CVE-2023-4540: 
Linux Debian vulnerability analysis and mitigation

The vulnerability CVE-2023-4540 affects the Daurnimator lua-http library, discovered and disclosed on September 5, 2023. This vulnerability is present in all versions of lua-http including version 0.4 before the ddab283 commit. The issue involves improper handling of exceptional conditions that can lead to excessive allocation and a denial of service (DoS) condition (NVD, CERT Advisory).

The vulnerability is classified as an Improper Handling of Exceptional Conditions (CWE-755) and Loop with Unreachable Exit Condition ('Infinite Loop') (CWE-835).
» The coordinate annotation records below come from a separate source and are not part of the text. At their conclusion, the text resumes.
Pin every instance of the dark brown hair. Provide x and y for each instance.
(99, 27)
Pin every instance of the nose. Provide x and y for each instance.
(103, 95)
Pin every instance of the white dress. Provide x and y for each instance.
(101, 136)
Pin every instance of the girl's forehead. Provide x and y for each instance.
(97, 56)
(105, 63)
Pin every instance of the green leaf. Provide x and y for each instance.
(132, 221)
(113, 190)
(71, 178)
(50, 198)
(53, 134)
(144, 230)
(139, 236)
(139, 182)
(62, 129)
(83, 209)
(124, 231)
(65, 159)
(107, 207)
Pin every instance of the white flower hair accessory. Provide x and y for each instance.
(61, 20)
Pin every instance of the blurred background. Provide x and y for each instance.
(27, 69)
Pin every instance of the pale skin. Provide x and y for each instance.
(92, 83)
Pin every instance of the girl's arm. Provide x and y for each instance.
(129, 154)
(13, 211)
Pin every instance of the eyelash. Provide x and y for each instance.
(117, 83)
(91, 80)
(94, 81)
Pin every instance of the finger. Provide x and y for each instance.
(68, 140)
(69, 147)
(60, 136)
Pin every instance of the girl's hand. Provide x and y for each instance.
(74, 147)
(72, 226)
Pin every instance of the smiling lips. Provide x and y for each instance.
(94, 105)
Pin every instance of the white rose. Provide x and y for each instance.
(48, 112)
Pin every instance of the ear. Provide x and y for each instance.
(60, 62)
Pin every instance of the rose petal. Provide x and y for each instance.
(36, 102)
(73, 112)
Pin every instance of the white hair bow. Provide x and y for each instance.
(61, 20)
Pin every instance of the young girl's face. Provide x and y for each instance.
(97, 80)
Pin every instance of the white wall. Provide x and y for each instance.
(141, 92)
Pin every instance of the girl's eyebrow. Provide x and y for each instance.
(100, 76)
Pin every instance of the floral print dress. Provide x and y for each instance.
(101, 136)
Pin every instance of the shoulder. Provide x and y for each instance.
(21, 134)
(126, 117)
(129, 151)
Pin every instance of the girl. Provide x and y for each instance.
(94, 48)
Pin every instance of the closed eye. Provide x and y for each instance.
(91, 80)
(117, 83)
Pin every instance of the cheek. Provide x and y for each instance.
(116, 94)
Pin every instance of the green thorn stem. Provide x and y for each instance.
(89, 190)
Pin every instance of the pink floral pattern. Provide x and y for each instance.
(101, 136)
The issue occurs when a properly crafted request is sent to the server, causing the program to enter an infinite loop. The vulnerability has been assigned a CVSS v3.1 base score of 7.5 (HIGH) with the vector string CVSS:3.1/AV:N/AC:L/PR:N/UI:N/S:U/C:N/I:N/A:H (NVD).

When exploited, this vulnerability can result in a denial of service (DoS) condition. The attack can be executed by sending a specially crafted request to the server, which causes the program to enter an infinite loop, potentially making the service unavailable (CERT Advisory).

The vulnerability has been fixed in commit ddab283. Users should update to a version of lua-http that includes this commit. The fix handles EOF when bodyreadtype equals length, preventing the infinite draining loop when trying to shutdown a stream (GitHub Patch).